※本稿は、中村尚人『逆腹筋の教科書 人体の構造的に正しい腹筋運動の新標準』(KADOKAWA)の一部を抜粋・再編集したものです。
なぜ「ぽっこり」飛び出てしまうのか
「どうしたら、お腹を凹ますことができますか?」
これは、私の運営するピラティススタジオやヨガクラスで、そして取材に来られるメディアから、数えきれないほど聞かれる質問です。私が理学療法士からヨガ、ピラティスの指導者に転向してから早13年。その間、毎年のように繰り返されるのですから、どれだけ多くの方が「ぽっこり腹」に悩んでいるのかがうかがえます。
「お腹を凹ませたい」「くびれたウエストが欲しい」という方にとってぜい肉のない平らなお腹は、まさしく「カッコいいカラダ」「美ボディ」の象徴であり、永遠の憧れなのでしょう。
そもそも、私たちのお腹は、なぜ、ぽっこりと前に飛び出してしまうのでしょうか?
一つは食べ過ぎや運動不足によるエネルギー過多です。
摂取カロリーが消費カロリーを上回ると、余ったエネルギーが皮下脂肪や内臓脂肪として体に蓄えられてしまいます。この場合、お腹をすっきりさせるための対策としては、脂肪を減らす必要があるので、食事のコントロールが主体です。
そして、もう一つが「重力による押しつぶし」です。
「お腹、使えていないのでは?」が8割
実は、現代の日本人のぽっこり腹の根本的な問題は、この「押しつぶし」に潜んでいます。

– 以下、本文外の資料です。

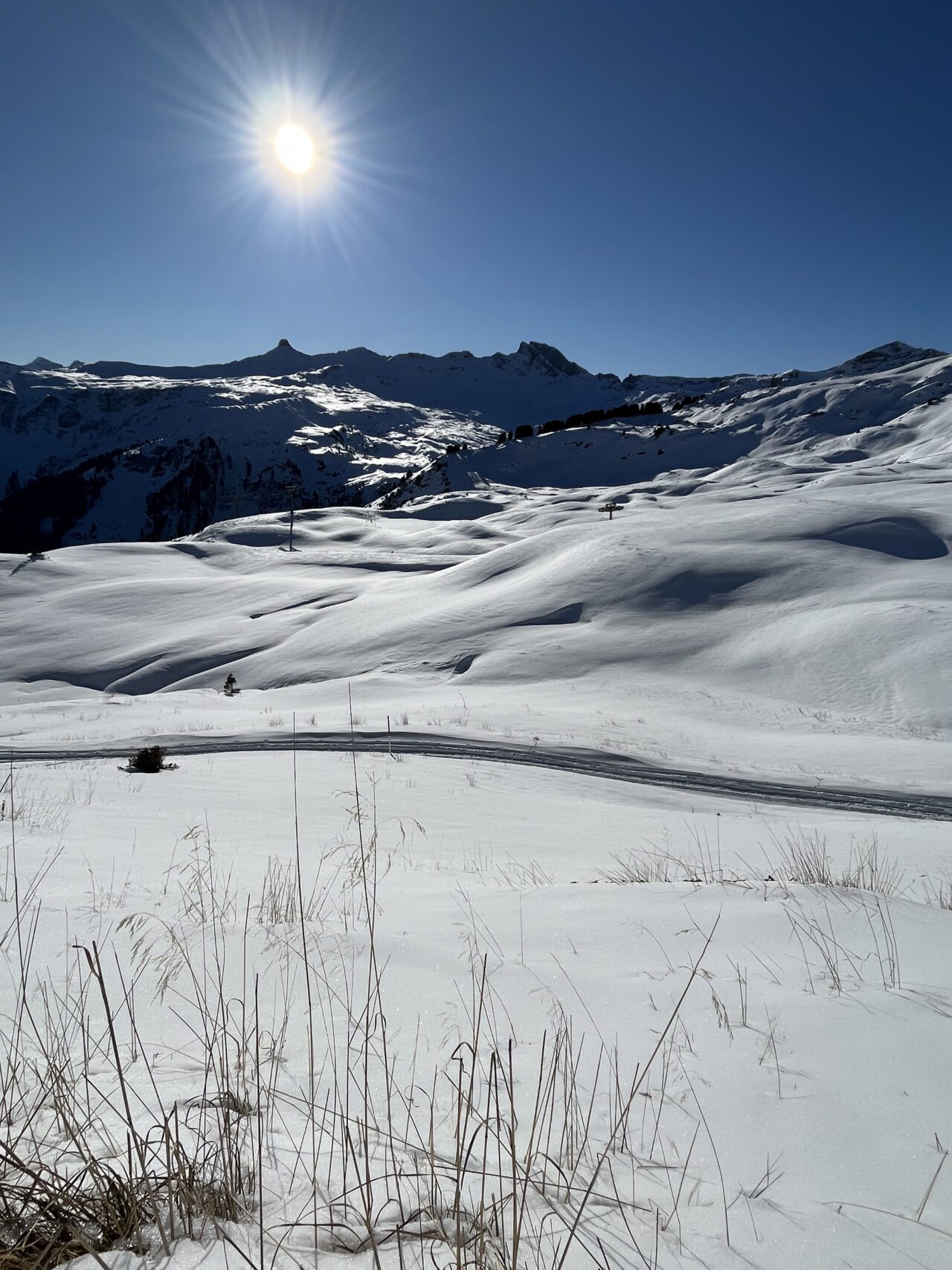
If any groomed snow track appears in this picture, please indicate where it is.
[7,731,952,821]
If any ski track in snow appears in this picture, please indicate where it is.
[10,731,952,821]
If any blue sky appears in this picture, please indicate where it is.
[0,0,952,373]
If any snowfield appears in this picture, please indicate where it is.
[0,345,952,1270]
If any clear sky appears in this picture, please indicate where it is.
[0,0,952,375]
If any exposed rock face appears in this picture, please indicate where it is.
[0,339,951,551]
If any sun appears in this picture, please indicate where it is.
[274,124,315,176]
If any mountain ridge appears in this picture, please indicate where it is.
[0,339,952,551]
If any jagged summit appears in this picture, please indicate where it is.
[0,338,952,551]
[837,339,945,371]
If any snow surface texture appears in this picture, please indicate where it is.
[0,345,952,1270]
[0,344,952,551]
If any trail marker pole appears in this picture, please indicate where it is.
[284,485,300,551]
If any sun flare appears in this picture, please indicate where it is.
[274,124,315,176]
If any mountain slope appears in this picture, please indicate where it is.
[0,340,952,551]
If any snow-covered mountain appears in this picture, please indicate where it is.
[0,340,952,551]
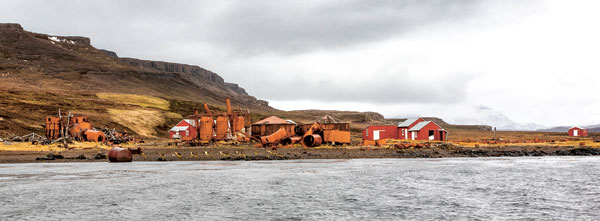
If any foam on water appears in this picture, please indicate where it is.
[0,157,600,220]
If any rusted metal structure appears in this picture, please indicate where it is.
[45,110,106,142]
[281,136,302,146]
[188,98,250,146]
[260,128,290,147]
[252,116,296,137]
[294,115,350,147]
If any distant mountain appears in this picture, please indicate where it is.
[537,124,600,132]
[448,106,544,131]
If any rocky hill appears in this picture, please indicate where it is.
[0,24,492,137]
[0,24,270,136]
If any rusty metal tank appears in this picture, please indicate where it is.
[281,137,302,146]
[215,116,229,140]
[302,134,323,147]
[233,116,246,132]
[108,147,133,162]
[260,128,289,147]
[199,116,213,141]
[69,121,92,140]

もともと人間の体は、直立姿勢を支持する筋肉たちが自動的に働いています。これらの筋肉は「重力に抗う筋肉」と書いて、「抗重力筋」と言います。そして腹筋群も、直立姿勢を支える抗重力筋の一つであり、背中やお尻、脇にあるほかの抗重力筋と協力しながら、姿勢を支えています。
ところが、長年、文明の利器に頼る生活を送る間に、大変多くの方はすっかりお腹の筋肉を使わなくなってしまいました。
筋肉は使わないと、どんどん落ちていくという性質があります。お腹の筋肉も例外ではありません。使わなければみるみるうちに細く、弱くなっていき、抗重力筋としての力も失われてしまうのです。
私は職業柄、つい道行く人の体にも目が行きますが、実に約8割の人がお腹が使えていないのでは? と感じるのです。